Religious belief in Albania is like watered-down wine. It hardly gets to your head. But there are always exceptions.
The young Dr. Spiro is an unusual case. He is a passionate Orthodox believer who wears an icon on his key chain and has an image of Christ on his mobile phone.
"As an Orthodox Albanian, how did you feel when Albanians burned old Serbian monasteries in Kosovo?" I asked.
"When was that?" Dr. Spiro asked. "I didn't hear about that!"
"It can't be!" I said. "The whole world knows."
Dr. Spiro was quiet. Then he replied slowly: "We're praying for our Serbian brothers. That's all we can do to help them. Albania was always a Christian nation in spirit. When the Turks arrived, many Albanians didn't stay their ground and converted to Islam to avoid taxes or make careers. Do you know how the Albanians strengthened their position in Kosovo? The Serbs showed firmness in their faith, and Kosovo was the cradle of their religion and a symbol of their nation. Then the Turks sent Albanian renegades there, who took state positions, power and money. Kosovo ceased to be Orthodox, and became an outpost of Islam."
Dr.

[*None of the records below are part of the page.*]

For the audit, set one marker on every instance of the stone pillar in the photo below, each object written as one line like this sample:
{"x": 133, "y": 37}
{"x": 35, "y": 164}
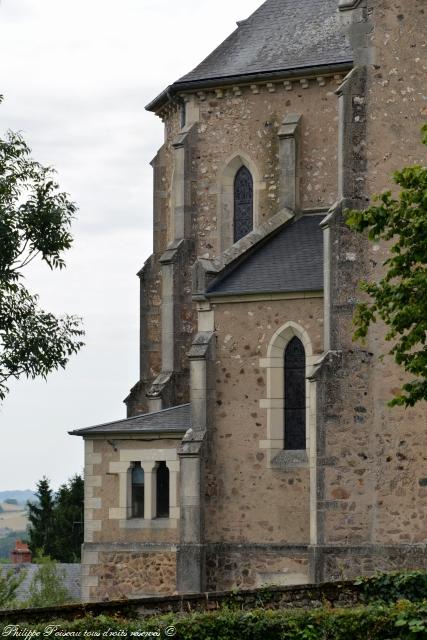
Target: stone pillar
{"x": 190, "y": 557}
{"x": 289, "y": 134}
{"x": 191, "y": 552}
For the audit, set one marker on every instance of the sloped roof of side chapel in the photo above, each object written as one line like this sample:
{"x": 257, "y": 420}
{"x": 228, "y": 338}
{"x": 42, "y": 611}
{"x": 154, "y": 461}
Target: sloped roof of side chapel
{"x": 280, "y": 36}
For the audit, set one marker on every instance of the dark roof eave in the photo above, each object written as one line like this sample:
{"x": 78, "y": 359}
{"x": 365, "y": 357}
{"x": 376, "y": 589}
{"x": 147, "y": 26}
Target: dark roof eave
{"x": 120, "y": 434}
{"x": 235, "y": 294}
{"x": 171, "y": 91}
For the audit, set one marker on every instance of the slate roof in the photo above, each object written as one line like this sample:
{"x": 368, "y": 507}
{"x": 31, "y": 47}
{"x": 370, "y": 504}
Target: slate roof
{"x": 173, "y": 420}
{"x": 282, "y": 35}
{"x": 69, "y": 573}
{"x": 290, "y": 261}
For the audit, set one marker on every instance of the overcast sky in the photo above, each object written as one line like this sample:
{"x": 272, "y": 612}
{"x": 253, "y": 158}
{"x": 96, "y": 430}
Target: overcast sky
{"x": 76, "y": 75}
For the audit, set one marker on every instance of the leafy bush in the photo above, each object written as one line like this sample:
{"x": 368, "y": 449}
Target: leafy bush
{"x": 9, "y": 583}
{"x": 397, "y": 585}
{"x": 403, "y": 620}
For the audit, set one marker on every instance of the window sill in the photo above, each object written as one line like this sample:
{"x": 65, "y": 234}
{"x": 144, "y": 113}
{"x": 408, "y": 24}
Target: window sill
{"x": 290, "y": 459}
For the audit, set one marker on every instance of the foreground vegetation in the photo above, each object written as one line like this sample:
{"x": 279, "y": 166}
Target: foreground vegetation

Spiro talks about the Turks' sly political game as if it was only yesterday. For Dr. Spiro faith is a living passion, not a battle of old feelings and prejudices. But most Albanians treat religion like a profitable trade, or fleeting political game.

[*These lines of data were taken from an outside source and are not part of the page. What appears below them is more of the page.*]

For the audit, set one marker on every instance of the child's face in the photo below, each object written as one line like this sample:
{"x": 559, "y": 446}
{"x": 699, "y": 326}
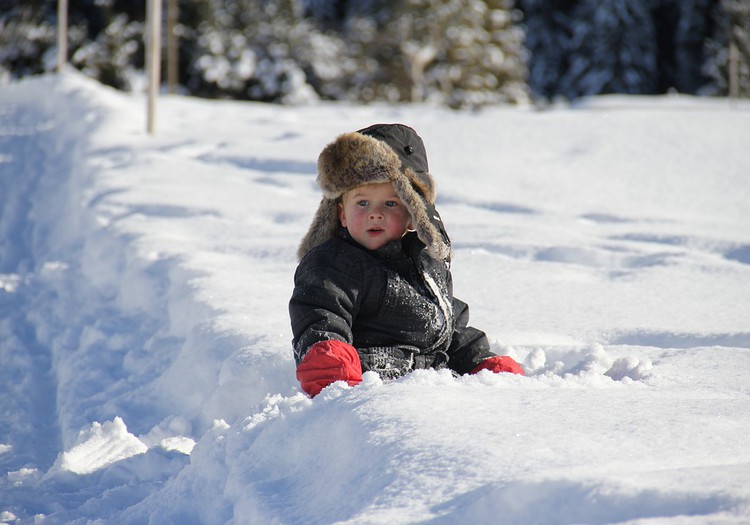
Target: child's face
{"x": 374, "y": 215}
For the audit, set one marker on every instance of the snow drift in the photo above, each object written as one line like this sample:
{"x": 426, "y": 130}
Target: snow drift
{"x": 146, "y": 364}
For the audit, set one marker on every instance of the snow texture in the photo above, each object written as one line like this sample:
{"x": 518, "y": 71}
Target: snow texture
{"x": 145, "y": 359}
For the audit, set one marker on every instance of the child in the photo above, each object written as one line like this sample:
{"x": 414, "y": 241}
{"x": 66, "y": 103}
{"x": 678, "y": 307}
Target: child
{"x": 373, "y": 289}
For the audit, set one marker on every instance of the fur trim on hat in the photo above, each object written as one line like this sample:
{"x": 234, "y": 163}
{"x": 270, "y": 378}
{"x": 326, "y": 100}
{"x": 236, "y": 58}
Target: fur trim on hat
{"x": 354, "y": 159}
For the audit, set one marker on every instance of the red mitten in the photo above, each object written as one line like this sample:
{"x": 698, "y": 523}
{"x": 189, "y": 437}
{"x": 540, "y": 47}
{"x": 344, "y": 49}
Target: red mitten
{"x": 327, "y": 362}
{"x": 499, "y": 363}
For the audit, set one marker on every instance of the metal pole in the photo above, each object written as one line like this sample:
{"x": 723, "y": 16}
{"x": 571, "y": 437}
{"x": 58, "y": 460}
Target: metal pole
{"x": 153, "y": 60}
{"x": 62, "y": 34}
{"x": 172, "y": 46}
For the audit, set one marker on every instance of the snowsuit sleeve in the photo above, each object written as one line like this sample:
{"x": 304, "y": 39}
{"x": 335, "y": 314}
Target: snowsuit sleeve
{"x": 324, "y": 302}
{"x": 469, "y": 346}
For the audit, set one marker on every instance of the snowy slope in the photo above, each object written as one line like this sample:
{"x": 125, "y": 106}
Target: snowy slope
{"x": 145, "y": 345}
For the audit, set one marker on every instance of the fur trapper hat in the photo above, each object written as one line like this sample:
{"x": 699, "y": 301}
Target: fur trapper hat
{"x": 380, "y": 153}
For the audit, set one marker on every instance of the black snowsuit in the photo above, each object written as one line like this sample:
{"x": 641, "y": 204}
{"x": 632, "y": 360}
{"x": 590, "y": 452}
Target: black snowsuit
{"x": 395, "y": 305}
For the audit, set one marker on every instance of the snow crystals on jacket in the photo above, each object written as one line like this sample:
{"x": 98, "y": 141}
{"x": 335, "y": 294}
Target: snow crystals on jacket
{"x": 395, "y": 305}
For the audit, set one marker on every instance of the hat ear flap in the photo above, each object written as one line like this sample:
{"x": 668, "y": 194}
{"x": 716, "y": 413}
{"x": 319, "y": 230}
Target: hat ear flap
{"x": 325, "y": 224}
{"x": 420, "y": 220}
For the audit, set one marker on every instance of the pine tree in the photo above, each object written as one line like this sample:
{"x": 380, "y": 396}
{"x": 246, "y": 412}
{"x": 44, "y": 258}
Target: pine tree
{"x": 614, "y": 49}
{"x": 548, "y": 26}
{"x": 458, "y": 52}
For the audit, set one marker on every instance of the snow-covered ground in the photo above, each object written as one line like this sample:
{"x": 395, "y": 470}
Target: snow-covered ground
{"x": 145, "y": 364}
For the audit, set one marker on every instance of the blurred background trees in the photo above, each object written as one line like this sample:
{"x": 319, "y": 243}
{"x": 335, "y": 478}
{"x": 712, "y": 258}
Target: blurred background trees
{"x": 462, "y": 53}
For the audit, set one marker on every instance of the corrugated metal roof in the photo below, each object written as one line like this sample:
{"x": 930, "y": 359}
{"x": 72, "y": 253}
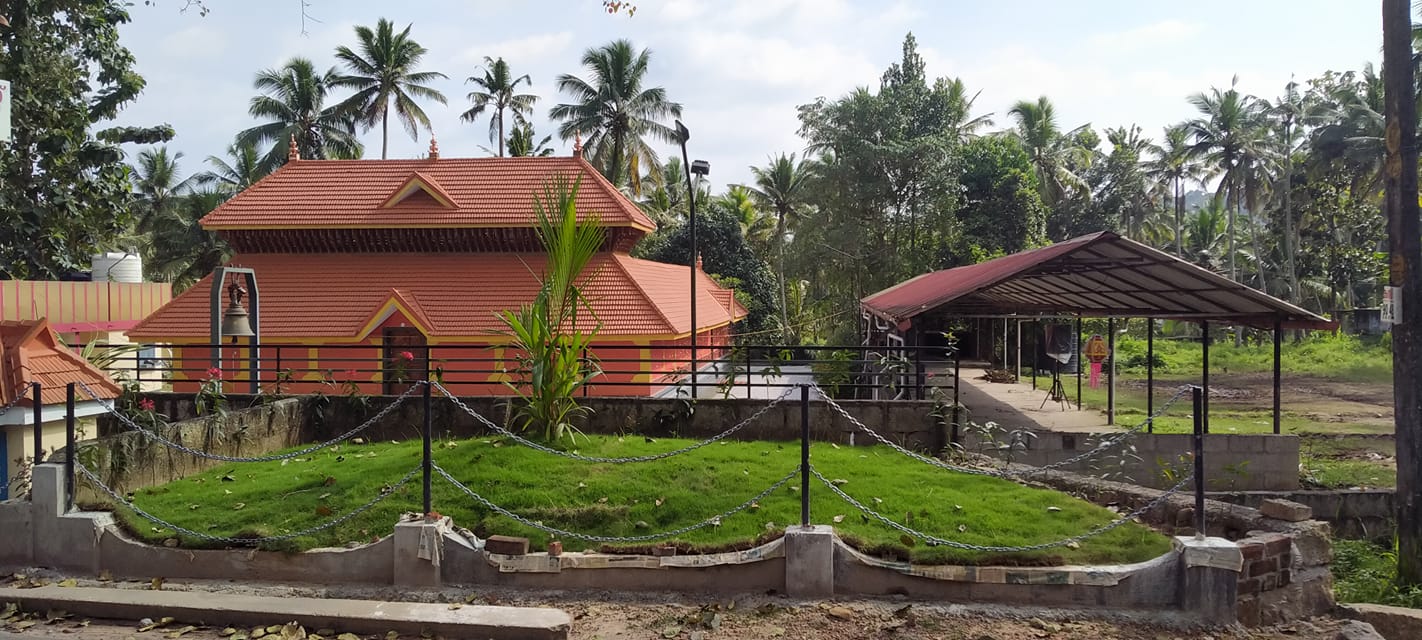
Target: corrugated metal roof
{"x": 1098, "y": 275}
{"x": 31, "y": 353}
{"x": 454, "y": 295}
{"x": 482, "y": 191}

My new acquaintance Kleart is a shining example. "Our belief is the U.S.," he said. "We're a small country and believe in whoever is stronger. There was a time when the Soviet Union helped us and was our friend. Now the U.S. is good for us because they're defending our interests. We're always on the side of the stronger party."
"But that's complete hypocrisy!" I said. "That's how you traitors once sold Christ!"
"You're calling us 'traitors?!' We were the first Christians in the Balkans! Who am I hearing this from? You, Russians, who weren't even a nation when we had already converted to Christianity!" he said.
"Аnd then you sold him to the Turks like Judas for 30 shekels! Just to free yourselves from taxes and advance your careers!" I said.
"We were pagans and will die pagans!" he said. "When it was necessary we converted to Islam in order to survive. But just like the Serbs you fuss over your Christianity as if you were never pagans!"
The wine pitchers were empty. It was after midnight. We were fighting it out as if it was a matter of life or death.
"Even your emperors bowed their heads before Islam!" Kleart said raising his voice. "They built a mosque in Saint Petersburg as a sign of humiliation before the religion of Prophet Muhammad!"
"What?! The Russian Empire built mosques as a symbol of tolerance!"
"You built them out of weakness! And we, if we need to, will conquer Macedonia with the aid of the U.S., take a piece of Greece, and then go to Belgrade and convert the Serbs to Islam. We always fight for our own well-being, not big ideas!"